Full Job DescriptionJob Description and Qualifications
Air Products’ goal is to be the safest, most diverse, and most profitable industrial gas company in the world, providing excellent service to our customers. Our 4S principles are Safety, Simplicity, Speed, and Self-confidence. Effective use of data and analytics is critical to help the company achieve these goals. Our IT Data and Analytics team is seeking an Analytics Data Engineer to help us build and maintain our Amazon Web Services (AWS) S3 Data Lake.
Nature and Scope
The Analytics Data Engineer is responsible for operationalizing data pipelines that support analytics initiatives for the company. The primary responsibilities include building, managing, and optimizing data flows from various sources such as SAP ECC, into our S3 data lake and Redshift cluster. The primary skills needed include proficiency with Qlik (Attunity) Replicate, Qlik (Attunity) Compose, AWS Glue, Athena, Redshift, EMR, Hive, Spark, and S3. Experience operating and tuning EMR and/or Redshift clusters is desirable.

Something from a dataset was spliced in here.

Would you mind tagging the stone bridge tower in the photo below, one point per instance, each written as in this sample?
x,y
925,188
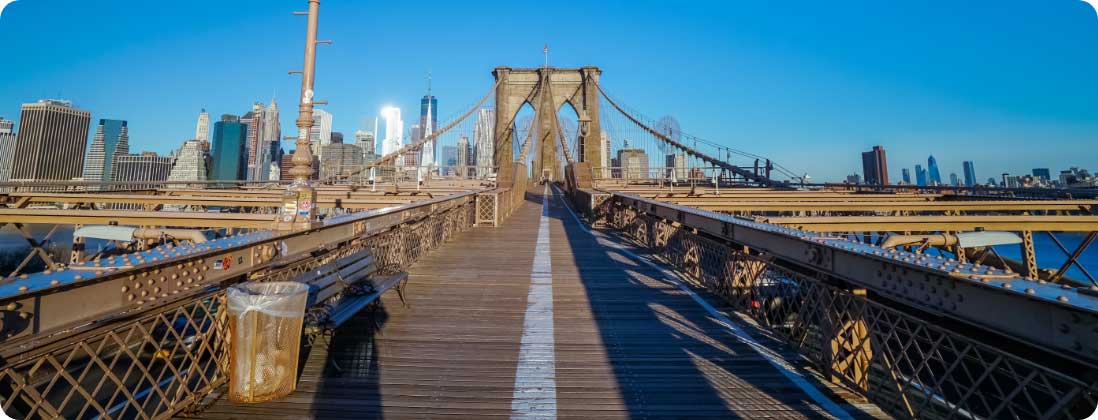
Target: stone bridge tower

The data lake enables consumers such as data scientists and business and IT data analysts to complete advanced analytics projects as well as business reporting. The data engineer is expected to collaborate with data scientists, data analysts and other data consumers to productionize data models and algorithms developed by those users in order to improve the overall efficiency of advanced analysis projects. Additionally, the data engineer is responsible for ensuring data quality, governance and data security procedures are met while curating data for use in the Data Lake. Advanced proficiency programming in PySpark and Python ETL modules is required.
Build and maintain data pipelines in support of the enterprise AWS S3 Data Lake.
Contribute to the core design of data architecture, data pipelines, data models and schemas, and implementation plans for the data lake
Enable an innovative approach to data platforms in order to greatly increase the flexibility, scalability, and reliability of IT services at an optimal cost
Work in cross-disciplinary teams to understand enterprise needs and ingest rich data sources.
Work with analytics and data science team members to optimize data platforms to better meet their needs
Maintain the proper infrastructure to support ETL from a variety of sources using SQL, SAP Data Services, and big data technologies
Design ETL processes based on enterprise architecture and custom project needs
Perform design reviews, plan, develop, and resolve technical issues
Work closely with management to prioritize business and information request backlogs
Ensures data governance and data security procedures are followed
Perform data replication with Qlik Replicate and maintain data marts with Qlik Compose
Leverage EMR and Hive to process data mart ETL and inserts, updates, deletes
Implement data warehouses on platforms such as AWS Redshift
Research, experiment, and utilize leading data and analytics technologies in AWS
Educate and train yourself and others as you evangelize the merits of data and analytics
Be proactive in keeping your skills fresh
Generate new ideas, never say or think “that’s not my job.”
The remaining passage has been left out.